PN has the advantage in messaging, tapping in to teach the unity government a lesson narrative. Punishing a government for not meeting expectations in a by-election has happened many times before.

The most touted recent example is the 2019 Tanjong Piai by-election in which Bersatu, then part of ex-premier Dr Mahathir Mohamad’s Pakatan Harapan, lost to BN as voters sent a clear signal of dissatisfaction.

Unlike the 2019 Tanjong Piai by-election the seat returned to the party that held, and still holds it, since it was created – MCA.

If there is a change of political fortunes in Kuala Kubu Baharu, it will go to a party that never held the seat before – an embrace of a new option and the evolving new politics in Malaysia. This is a more fundamental change in voting.

In Tanjong Piai it was a Chinese swing that made a difference. In Kuala Kubu Baharu all ethnic groups will be important in the final outcome, as the contest is expected to be close.

In 2019 voter anger mixed with disappointment contributed to the Tanjong Piai result. This time it is an ambivalence mixed with disdain that is driving dynamics, at least for now at the early stage of the campaign.

Emotions are there, but they are not the same as they were a few years ago; increasingly many voters don’t like any of the alternatives offered. Turnout will be decisive in this heated contest. Many voters just could not be bothered.

Disunity in unity?

Another factor that will be important is the cooperation among parties/coalitions.

PAS and Bersatu are closely collaborating, as they share a common goal of wanting to build momentum against the unity government.

They have already framed the contest as a national test of Anwar’s unity government. Their eyes are also on winning the ultimate electoral prize of Selangor.

The cooperation among unity government partners is less cohesive. Tensions between Umno and DAP have been high, extending to a coolness on the ground.

Traditional Kuala Kubu Baharu Umno voters did not support the DAP candidate in high numbers in August 2023.

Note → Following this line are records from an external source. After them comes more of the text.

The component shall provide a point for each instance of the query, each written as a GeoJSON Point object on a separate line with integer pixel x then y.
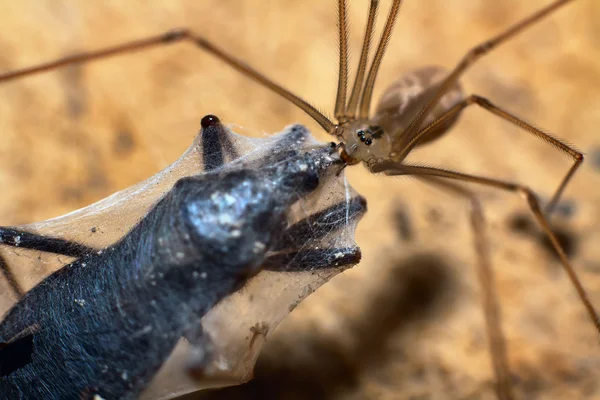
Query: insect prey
{"type": "Point", "coordinates": [105, 324]}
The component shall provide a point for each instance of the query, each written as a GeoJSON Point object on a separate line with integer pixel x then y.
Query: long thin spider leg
{"type": "Point", "coordinates": [502, 113]}
{"type": "Point", "coordinates": [178, 35]}
{"type": "Point", "coordinates": [475, 54]}
{"type": "Point", "coordinates": [485, 274]}
{"type": "Point", "coordinates": [394, 168]}
{"type": "Point", "coordinates": [367, 93]}
{"type": "Point", "coordinates": [364, 57]}
{"type": "Point", "coordinates": [340, 101]}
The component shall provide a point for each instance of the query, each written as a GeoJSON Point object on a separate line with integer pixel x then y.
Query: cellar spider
{"type": "Point", "coordinates": [383, 140]}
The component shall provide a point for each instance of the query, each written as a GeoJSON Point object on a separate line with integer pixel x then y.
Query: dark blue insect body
{"type": "Point", "coordinates": [104, 324]}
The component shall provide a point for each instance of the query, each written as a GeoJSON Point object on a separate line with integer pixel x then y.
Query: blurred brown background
{"type": "Point", "coordinates": [406, 322]}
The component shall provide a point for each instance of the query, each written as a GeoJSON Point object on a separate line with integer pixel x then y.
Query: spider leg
{"type": "Point", "coordinates": [502, 113]}
{"type": "Point", "coordinates": [174, 36]}
{"type": "Point", "coordinates": [475, 54]}
{"type": "Point", "coordinates": [394, 168]}
{"type": "Point", "coordinates": [485, 274]}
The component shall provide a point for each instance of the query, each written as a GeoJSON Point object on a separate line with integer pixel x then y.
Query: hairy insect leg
{"type": "Point", "coordinates": [17, 238]}
{"type": "Point", "coordinates": [312, 259]}
{"type": "Point", "coordinates": [392, 168]}
{"type": "Point", "coordinates": [475, 54]}
{"type": "Point", "coordinates": [502, 113]}
{"type": "Point", "coordinates": [485, 274]}
{"type": "Point", "coordinates": [11, 279]}
{"type": "Point", "coordinates": [33, 241]}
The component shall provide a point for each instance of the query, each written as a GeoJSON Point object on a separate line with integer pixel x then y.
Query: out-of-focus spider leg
{"type": "Point", "coordinates": [393, 168]}
{"type": "Point", "coordinates": [485, 274]}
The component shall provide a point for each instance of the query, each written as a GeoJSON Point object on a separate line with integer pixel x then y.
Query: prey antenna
{"type": "Point", "coordinates": [365, 101]}
{"type": "Point", "coordinates": [364, 57]}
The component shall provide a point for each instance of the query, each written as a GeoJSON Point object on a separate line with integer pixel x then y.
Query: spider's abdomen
{"type": "Point", "coordinates": [404, 98]}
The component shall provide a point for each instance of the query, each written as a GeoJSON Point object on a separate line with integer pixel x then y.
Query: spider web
{"type": "Point", "coordinates": [239, 324]}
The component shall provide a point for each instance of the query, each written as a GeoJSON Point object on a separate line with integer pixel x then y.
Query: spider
{"type": "Point", "coordinates": [417, 109]}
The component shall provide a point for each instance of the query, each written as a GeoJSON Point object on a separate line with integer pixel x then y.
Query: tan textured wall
{"type": "Point", "coordinates": [406, 322]}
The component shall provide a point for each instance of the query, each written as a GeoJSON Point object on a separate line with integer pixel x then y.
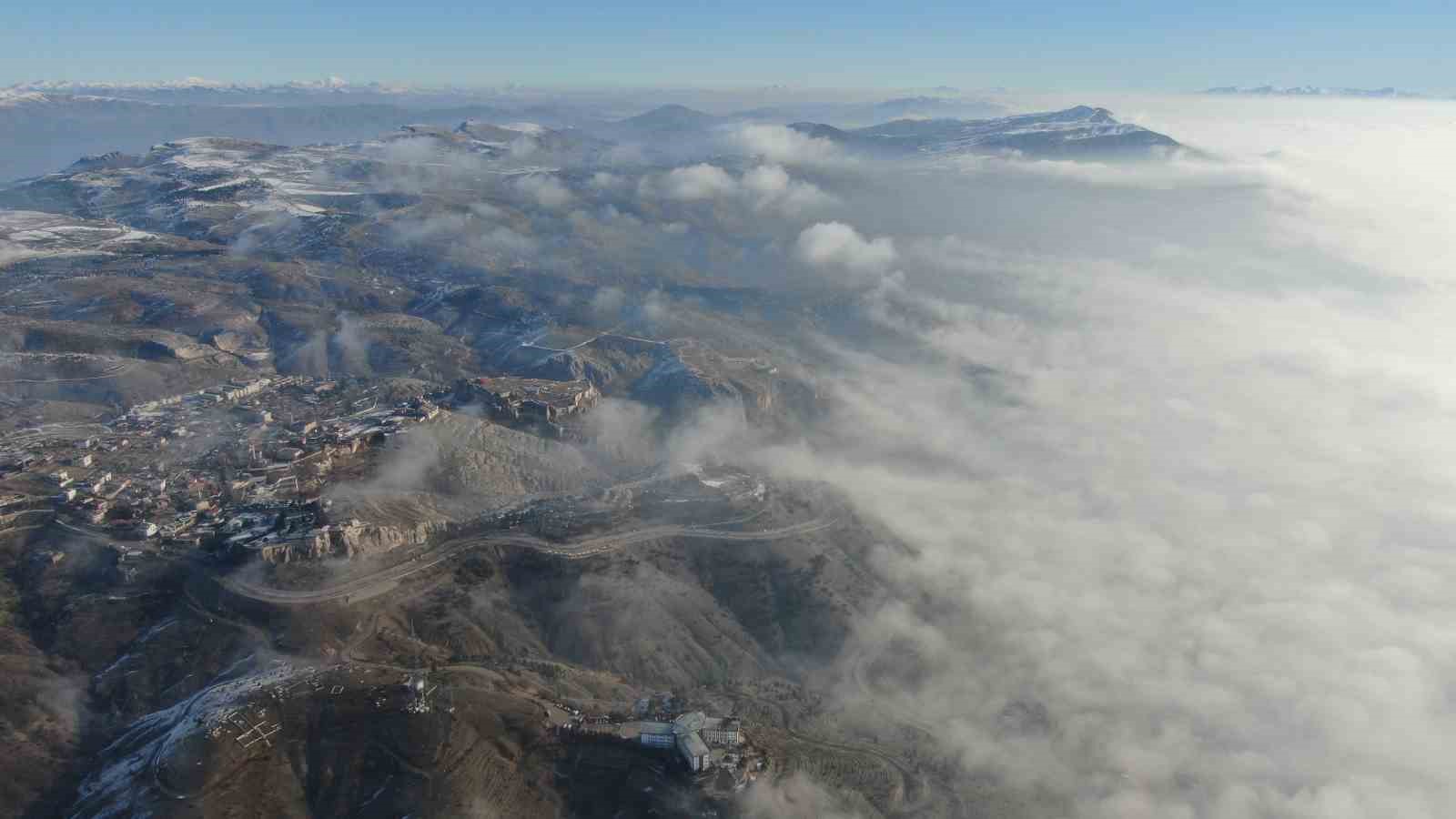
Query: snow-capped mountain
{"type": "Point", "coordinates": [1314, 91]}
{"type": "Point", "coordinates": [1079, 131]}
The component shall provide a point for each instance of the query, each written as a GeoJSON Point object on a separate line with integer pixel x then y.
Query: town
{"type": "Point", "coordinates": [242, 465]}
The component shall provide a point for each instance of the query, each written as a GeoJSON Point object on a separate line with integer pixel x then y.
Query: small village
{"type": "Point", "coordinates": [244, 465]}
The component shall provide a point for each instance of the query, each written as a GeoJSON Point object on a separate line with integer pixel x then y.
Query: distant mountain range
{"type": "Point", "coordinates": [1317, 91]}
{"type": "Point", "coordinates": [1075, 133]}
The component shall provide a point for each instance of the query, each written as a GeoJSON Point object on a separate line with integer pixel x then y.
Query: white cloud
{"type": "Point", "coordinates": [786, 146]}
{"type": "Point", "coordinates": [771, 187]}
{"type": "Point", "coordinates": [1174, 457]}
{"type": "Point", "coordinates": [837, 245]}
{"type": "Point", "coordinates": [545, 189]}
{"type": "Point", "coordinates": [699, 181]}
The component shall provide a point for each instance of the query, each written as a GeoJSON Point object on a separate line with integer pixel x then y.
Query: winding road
{"type": "Point", "coordinates": [385, 579]}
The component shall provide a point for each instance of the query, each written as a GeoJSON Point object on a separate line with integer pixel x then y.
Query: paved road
{"type": "Point", "coordinates": [385, 579]}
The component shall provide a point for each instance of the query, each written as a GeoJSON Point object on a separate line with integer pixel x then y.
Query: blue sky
{"type": "Point", "coordinates": [1143, 46]}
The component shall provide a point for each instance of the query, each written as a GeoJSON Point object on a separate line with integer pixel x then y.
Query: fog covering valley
{"type": "Point", "coordinates": [1133, 471]}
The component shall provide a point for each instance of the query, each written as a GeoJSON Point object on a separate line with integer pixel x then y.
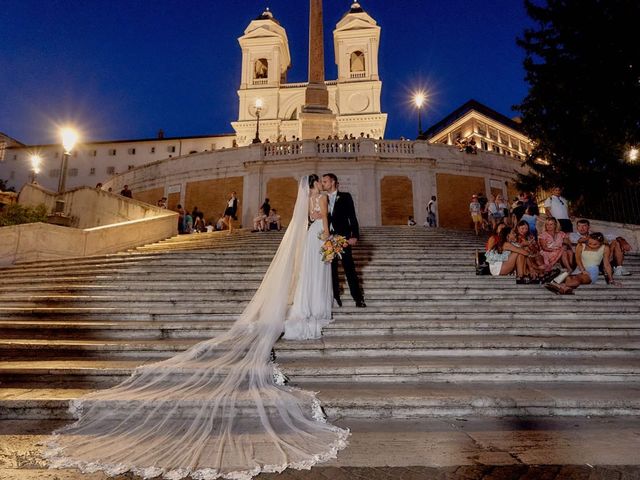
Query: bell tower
{"type": "Point", "coordinates": [265, 62]}
{"type": "Point", "coordinates": [356, 41]}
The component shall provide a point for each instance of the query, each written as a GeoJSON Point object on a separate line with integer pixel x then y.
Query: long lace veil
{"type": "Point", "coordinates": [216, 410]}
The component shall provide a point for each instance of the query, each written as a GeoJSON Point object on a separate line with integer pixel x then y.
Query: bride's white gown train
{"type": "Point", "coordinates": [311, 309]}
{"type": "Point", "coordinates": [216, 410]}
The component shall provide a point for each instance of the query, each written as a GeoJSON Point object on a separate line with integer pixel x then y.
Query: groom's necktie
{"type": "Point", "coordinates": [332, 201]}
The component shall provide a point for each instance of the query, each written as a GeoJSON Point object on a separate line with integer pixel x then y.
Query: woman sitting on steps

Some in the unity government would also like to bring DAP down a peg, showing support on the surface rather than genuinely behind a Harapan victory. Even small shifts in support can change the outcome.

While open sabotage is unlikely – except from MCA – DAP will carry the weight of the campaign for the unity government more so than it did the 2023 polls where the campaign in Selangor was focused on Pakatan Harapan governance of the state as a whole.

In this regard, the Kuala Kubu Baharu by-election is also critically about DAP and its performance in the unity government.

There is the dimension of voters wanting to send a message to DAP as well, pointing to a deficit between reform promises and deliverables.

DAP discomfort

The campaigns are already taking different tacks – with PN making the by-election about national government performance and DAP pushing for a focus on local conditions and state governance.

Based on the narrative so far, just into the start of the campaign, now-in-government DAP is more on the defensive, arguably a position they have not been in to the same extent before, and turning to BN-honed advantages-of-being-in-government messaging and allocations of resources.

In this regard, DAP is facing a different type of heat than earlier polls, one that will be uncomfortable, particularly as an already hot contest only gets hotter.